My thought is that you are aggregating this in the wrong way, horizontally instead of vertically. What happens if you find an order code that isn't right? Do you reject the entire order? In other words, is there really an aggregate Boolean sum here that affects the entire order, invalidating it perhaps? Or does it work the other way, stating that if at least one order code was correct, you might be able to ship SOMETHING even if not the whole order?

In any case, I would perhaps split this up into two tables, parent/child style. The order overall record is the information about the order source and the child records would be the individual pieces-parts. The order record would have some PK, doesn't matter what, could even be autonumber. The order code records would have the "rules" regarding the individual codes and would be marked with a foreign key (FK) of the parent order. By splitting each order code test into a simpler subset of that awkward input string, you get to "divide and conquer" - and old Julius Caesar was pretty smart about that tactic.

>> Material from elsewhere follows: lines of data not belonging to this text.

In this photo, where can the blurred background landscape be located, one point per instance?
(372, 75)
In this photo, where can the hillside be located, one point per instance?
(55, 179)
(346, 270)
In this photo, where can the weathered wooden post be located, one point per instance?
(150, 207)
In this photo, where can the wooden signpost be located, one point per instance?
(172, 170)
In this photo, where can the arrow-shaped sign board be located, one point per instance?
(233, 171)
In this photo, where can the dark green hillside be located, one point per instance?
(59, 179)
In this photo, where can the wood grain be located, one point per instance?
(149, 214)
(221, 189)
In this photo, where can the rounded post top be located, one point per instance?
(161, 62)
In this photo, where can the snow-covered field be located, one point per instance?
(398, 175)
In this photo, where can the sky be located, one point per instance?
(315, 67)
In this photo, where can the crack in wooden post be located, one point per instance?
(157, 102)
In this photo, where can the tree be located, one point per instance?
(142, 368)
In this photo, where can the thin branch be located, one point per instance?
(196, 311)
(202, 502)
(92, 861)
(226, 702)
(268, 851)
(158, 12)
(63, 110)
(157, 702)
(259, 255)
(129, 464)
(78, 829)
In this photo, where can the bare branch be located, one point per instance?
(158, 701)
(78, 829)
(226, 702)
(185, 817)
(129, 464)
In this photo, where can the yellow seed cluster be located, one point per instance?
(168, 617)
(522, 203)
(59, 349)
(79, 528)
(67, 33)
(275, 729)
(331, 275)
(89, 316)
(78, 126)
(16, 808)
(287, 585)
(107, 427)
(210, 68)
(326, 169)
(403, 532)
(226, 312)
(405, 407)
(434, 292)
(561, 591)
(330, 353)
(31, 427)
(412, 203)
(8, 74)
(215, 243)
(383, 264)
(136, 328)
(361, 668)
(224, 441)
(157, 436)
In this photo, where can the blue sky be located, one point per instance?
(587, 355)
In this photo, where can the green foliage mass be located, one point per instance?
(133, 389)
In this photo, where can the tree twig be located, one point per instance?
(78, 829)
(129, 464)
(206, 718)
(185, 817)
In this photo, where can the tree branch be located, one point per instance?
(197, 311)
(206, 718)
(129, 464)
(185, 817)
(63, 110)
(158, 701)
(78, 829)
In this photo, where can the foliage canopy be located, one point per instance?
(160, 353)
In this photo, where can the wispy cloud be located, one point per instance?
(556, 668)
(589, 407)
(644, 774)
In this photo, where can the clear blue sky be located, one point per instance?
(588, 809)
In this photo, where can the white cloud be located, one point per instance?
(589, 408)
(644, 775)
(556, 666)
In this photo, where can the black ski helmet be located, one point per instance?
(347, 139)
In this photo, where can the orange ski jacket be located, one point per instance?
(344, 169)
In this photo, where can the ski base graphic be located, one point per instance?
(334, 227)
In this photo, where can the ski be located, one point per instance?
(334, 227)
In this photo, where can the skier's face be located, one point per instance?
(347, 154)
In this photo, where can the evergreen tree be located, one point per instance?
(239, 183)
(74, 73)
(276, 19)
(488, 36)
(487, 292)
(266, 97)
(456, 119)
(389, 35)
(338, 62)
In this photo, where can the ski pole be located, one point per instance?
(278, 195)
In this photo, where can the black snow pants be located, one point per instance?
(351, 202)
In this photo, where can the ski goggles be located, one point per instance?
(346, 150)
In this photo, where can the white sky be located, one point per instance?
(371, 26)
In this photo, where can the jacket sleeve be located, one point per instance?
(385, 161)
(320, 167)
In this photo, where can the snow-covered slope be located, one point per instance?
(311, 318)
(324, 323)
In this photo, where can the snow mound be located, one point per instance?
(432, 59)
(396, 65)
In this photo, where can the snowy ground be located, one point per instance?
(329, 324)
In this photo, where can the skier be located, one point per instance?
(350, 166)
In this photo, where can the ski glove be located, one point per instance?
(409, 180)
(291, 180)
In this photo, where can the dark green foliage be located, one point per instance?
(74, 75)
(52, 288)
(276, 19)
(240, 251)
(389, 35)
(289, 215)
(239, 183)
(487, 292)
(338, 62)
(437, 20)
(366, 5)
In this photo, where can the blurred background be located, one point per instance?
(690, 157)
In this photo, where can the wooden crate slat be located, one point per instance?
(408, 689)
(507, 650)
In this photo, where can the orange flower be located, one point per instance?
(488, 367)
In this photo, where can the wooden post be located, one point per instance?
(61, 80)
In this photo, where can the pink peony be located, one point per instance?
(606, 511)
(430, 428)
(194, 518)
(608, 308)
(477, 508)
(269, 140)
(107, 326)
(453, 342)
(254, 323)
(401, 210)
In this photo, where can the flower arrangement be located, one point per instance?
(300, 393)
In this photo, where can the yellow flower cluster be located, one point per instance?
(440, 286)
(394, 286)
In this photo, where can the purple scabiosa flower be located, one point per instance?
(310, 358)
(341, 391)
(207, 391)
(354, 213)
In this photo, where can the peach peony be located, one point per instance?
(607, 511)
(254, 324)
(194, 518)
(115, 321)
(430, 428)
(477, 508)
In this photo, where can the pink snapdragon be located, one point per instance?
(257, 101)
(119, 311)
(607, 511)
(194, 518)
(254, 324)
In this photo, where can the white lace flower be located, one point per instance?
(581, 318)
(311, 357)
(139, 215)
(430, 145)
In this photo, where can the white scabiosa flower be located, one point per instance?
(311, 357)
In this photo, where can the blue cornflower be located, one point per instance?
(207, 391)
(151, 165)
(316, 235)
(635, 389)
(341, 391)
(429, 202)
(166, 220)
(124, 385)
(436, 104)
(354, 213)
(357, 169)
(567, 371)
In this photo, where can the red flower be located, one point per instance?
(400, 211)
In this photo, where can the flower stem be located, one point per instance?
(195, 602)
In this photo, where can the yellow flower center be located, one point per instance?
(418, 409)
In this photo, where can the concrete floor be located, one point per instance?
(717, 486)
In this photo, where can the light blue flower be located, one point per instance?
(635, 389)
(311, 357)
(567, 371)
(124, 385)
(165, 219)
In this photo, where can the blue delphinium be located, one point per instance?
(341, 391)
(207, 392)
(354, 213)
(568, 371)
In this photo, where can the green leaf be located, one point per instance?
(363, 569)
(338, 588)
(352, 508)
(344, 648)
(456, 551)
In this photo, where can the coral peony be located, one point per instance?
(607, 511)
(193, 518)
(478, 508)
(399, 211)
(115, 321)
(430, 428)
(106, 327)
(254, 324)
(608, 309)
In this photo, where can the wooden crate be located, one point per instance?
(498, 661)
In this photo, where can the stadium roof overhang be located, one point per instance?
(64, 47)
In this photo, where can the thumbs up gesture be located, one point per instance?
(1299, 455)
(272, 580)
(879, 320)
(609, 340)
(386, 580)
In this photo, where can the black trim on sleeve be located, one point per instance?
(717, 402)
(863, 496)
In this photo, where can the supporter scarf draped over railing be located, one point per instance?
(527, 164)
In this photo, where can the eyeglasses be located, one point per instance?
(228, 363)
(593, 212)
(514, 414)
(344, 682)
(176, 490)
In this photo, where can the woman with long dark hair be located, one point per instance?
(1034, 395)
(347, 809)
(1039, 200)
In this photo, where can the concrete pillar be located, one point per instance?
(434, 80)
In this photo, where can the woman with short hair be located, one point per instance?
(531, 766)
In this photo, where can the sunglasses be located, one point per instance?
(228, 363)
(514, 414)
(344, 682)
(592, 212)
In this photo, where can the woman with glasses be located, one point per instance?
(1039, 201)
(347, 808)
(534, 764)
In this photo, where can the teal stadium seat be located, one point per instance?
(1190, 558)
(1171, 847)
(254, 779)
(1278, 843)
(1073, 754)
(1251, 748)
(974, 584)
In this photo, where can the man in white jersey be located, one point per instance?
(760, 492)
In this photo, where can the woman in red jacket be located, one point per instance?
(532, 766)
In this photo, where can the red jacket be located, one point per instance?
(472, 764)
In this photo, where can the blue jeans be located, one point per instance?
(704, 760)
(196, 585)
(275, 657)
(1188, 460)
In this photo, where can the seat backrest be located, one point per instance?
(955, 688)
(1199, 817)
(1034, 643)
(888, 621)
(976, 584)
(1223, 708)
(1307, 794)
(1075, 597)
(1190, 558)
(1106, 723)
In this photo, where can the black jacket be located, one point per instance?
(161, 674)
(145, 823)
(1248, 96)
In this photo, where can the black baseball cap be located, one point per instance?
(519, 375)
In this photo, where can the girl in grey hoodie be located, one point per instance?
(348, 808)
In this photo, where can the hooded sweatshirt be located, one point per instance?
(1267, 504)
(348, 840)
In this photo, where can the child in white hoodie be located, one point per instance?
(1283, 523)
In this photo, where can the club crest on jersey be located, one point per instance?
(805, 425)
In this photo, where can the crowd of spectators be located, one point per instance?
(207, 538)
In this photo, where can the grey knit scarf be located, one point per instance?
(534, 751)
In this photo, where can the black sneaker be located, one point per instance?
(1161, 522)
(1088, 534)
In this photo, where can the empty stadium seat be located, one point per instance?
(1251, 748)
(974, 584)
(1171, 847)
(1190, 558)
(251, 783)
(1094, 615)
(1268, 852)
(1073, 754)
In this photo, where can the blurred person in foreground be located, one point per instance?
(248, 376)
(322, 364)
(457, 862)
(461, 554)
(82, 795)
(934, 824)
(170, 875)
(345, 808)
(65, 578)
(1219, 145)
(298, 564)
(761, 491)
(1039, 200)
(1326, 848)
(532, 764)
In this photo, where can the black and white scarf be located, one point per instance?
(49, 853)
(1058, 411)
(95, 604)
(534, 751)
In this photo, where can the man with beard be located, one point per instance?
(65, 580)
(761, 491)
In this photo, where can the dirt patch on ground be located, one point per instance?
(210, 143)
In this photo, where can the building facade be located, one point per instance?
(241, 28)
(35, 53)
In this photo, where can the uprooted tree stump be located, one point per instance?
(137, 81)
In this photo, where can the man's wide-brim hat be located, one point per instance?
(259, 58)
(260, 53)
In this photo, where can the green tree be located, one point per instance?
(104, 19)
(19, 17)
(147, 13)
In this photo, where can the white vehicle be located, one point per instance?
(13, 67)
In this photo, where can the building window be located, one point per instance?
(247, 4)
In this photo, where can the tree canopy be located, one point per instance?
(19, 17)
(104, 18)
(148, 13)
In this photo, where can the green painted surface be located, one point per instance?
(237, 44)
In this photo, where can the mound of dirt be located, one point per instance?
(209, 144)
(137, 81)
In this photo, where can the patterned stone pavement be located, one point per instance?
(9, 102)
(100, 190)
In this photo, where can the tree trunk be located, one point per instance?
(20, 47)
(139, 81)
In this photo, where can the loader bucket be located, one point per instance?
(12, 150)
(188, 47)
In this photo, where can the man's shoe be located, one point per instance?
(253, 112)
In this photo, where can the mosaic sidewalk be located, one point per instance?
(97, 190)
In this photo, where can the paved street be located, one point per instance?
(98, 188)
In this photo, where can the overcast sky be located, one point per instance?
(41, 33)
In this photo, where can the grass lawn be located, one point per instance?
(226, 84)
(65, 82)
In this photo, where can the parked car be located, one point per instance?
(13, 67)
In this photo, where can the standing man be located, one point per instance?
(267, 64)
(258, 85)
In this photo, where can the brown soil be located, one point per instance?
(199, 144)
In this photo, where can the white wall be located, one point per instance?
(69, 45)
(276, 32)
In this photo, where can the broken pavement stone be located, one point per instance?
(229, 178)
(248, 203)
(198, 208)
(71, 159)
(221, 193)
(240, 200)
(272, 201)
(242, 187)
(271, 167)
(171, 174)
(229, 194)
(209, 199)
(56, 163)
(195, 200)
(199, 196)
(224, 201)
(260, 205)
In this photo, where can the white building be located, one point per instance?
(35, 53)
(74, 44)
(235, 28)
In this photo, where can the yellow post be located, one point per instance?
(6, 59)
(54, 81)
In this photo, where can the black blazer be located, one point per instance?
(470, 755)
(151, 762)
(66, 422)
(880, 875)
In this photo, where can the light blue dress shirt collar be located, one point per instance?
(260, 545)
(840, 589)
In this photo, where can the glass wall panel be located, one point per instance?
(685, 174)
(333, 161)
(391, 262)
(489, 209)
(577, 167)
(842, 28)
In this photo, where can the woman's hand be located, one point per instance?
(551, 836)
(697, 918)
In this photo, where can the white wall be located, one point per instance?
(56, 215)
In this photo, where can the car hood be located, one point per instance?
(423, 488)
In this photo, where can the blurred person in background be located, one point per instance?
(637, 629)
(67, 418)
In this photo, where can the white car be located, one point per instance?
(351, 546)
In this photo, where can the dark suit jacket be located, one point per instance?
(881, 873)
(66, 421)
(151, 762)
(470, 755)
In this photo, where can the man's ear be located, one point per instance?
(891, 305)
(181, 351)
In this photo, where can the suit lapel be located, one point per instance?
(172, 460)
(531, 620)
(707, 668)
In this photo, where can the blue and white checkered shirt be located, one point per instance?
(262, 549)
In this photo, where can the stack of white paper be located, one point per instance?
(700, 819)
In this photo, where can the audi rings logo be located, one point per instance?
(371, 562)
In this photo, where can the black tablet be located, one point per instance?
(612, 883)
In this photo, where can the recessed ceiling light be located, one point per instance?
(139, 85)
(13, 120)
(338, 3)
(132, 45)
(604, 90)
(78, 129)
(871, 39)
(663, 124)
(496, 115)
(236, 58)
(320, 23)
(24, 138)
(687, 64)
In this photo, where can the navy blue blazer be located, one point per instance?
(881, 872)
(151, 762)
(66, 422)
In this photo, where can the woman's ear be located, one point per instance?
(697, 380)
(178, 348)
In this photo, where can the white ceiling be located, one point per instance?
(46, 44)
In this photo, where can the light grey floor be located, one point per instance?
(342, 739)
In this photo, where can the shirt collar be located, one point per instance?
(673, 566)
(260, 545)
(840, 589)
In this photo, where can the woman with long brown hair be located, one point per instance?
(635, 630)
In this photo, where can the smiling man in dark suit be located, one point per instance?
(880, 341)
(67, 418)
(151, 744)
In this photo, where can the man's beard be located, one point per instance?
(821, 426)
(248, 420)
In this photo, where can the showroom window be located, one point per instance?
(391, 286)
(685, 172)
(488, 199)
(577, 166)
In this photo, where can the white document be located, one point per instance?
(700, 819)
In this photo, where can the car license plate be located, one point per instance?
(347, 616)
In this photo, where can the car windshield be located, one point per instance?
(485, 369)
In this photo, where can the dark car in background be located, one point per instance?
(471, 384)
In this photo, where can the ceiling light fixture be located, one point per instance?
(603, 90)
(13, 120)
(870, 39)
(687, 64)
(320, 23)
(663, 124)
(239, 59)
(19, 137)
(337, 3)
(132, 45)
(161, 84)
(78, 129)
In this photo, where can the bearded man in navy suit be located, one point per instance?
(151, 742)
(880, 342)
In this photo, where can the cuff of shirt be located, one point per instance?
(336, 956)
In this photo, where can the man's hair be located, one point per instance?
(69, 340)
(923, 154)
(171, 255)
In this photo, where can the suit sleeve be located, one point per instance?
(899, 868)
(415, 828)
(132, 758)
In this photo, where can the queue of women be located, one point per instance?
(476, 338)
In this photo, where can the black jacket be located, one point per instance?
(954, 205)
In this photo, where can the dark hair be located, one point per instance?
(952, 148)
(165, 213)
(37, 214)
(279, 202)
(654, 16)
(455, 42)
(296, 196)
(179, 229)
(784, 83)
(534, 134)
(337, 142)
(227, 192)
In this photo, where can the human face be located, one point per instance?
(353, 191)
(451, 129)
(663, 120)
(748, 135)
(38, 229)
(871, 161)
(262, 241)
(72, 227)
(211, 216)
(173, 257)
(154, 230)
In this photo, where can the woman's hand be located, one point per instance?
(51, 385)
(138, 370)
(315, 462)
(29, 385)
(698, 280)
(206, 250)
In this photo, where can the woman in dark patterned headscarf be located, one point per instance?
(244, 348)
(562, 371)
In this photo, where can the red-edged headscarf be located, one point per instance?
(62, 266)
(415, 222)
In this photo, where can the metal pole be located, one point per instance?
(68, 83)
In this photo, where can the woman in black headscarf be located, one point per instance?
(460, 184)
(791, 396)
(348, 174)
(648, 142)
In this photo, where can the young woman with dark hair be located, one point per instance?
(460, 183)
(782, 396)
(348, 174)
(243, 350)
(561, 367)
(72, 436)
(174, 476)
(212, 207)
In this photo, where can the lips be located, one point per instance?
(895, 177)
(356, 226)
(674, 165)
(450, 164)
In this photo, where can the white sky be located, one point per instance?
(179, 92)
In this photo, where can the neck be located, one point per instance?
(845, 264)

Then you would have a summary Boolean code in the parent record (or more than one depending on what you want). Or a set of counters, perhaps. You might then run a couple of queries on the child records based on a JOIN of the order record PK to the order code record FK.

Code:
UPDATE Orders INNER JOIN OrderCodes ON Orders.OrderPK = OrderCodes.OrderFK
SET Orders.GoodOrder = Orders.GoodOrder + 1
WHERE OrderCodes.GoodFlag = TRUE;

This would give you the ability to "normalize" the incoming data. With a couple of SQL queries similar to the one I showed you could count good orders, bad orders, total orders, etc. AND could build a report with a header for an order and a detail section that listed each code separately, flagged with good or bad markers.

Therefore, your original problem could be attributed to simply having unnormalized data that was too intractable to manipulate wholesale.